While personal income peaked in 2008, then crashed and slowly recovered, income in the form of transfer receipts have only increased. At the same time that personal income fell 0.2 percent from May 2008 to May 2010, personal current transfer receipts increased 12.2 percent. During those two years, as personal income saw a net decrease of 24.4 billion, transfer receipts increased 244.3 billion.
Indeed, a look at the last ten years shows that transfer receipts increased far more, both in absolute terms and in percentage increases, during the last two years than during any previous economic downturn dating back at least to 1959. (Although, there are almost certainly would have been very large increases in transfer receipts had they been measured during the New Deal.)

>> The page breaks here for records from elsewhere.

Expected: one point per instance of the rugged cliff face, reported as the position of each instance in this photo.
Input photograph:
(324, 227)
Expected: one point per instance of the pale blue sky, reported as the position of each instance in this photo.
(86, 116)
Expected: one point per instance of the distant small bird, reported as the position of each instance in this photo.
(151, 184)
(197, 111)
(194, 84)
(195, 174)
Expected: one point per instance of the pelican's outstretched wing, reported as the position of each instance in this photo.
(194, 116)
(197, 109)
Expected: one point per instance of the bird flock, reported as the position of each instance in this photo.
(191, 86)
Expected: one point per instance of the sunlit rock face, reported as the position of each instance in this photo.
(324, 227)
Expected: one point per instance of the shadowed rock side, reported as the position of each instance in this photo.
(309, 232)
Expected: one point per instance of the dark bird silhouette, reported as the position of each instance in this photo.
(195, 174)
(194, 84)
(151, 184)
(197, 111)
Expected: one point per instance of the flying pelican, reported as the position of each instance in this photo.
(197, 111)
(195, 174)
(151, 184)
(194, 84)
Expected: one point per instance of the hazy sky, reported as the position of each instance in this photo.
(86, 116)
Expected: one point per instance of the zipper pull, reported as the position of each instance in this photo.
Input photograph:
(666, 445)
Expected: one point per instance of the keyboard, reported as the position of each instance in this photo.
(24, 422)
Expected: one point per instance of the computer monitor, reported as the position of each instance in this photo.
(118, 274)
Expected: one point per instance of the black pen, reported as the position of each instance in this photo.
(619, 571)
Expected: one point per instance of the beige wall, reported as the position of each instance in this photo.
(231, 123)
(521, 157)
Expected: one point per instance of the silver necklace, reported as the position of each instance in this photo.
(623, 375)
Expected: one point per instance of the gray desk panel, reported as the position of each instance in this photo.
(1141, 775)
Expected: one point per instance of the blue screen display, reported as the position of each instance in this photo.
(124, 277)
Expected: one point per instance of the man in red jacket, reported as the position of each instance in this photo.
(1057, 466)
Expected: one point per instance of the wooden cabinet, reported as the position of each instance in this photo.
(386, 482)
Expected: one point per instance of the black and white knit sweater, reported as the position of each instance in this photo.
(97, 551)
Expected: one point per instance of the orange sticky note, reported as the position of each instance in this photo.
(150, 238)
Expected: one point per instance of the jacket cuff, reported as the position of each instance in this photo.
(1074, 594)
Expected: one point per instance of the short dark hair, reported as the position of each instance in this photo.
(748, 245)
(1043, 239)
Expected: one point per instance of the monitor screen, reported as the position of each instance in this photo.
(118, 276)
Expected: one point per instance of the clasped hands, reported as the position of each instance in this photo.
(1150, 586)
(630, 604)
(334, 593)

Today, the Dow rallied on news that personal income had grown faster than spending and that households were beginning to save more. This would be excellent news if this income had been produced by increases in wealth and income in the private sector, but unfortunately, increased personal income, while not totally due to public sector spending, has been largely buoyed by public sector spending, and has been a very significant portion of the growth in income that is now being trumpeted as proof that the recovery is taking hold.
However, as long as income growth is largely dependent on public-sector spending, growth is just a matter of income being redistributed from net tax payers to tax receivers, which is largely why personal income continues to improve in spite of only very small gains in private-sector employment. Ultimately, however, economic "growth" that is driven by mere transfer payments, cannot be growth founded any any true creation of wealth.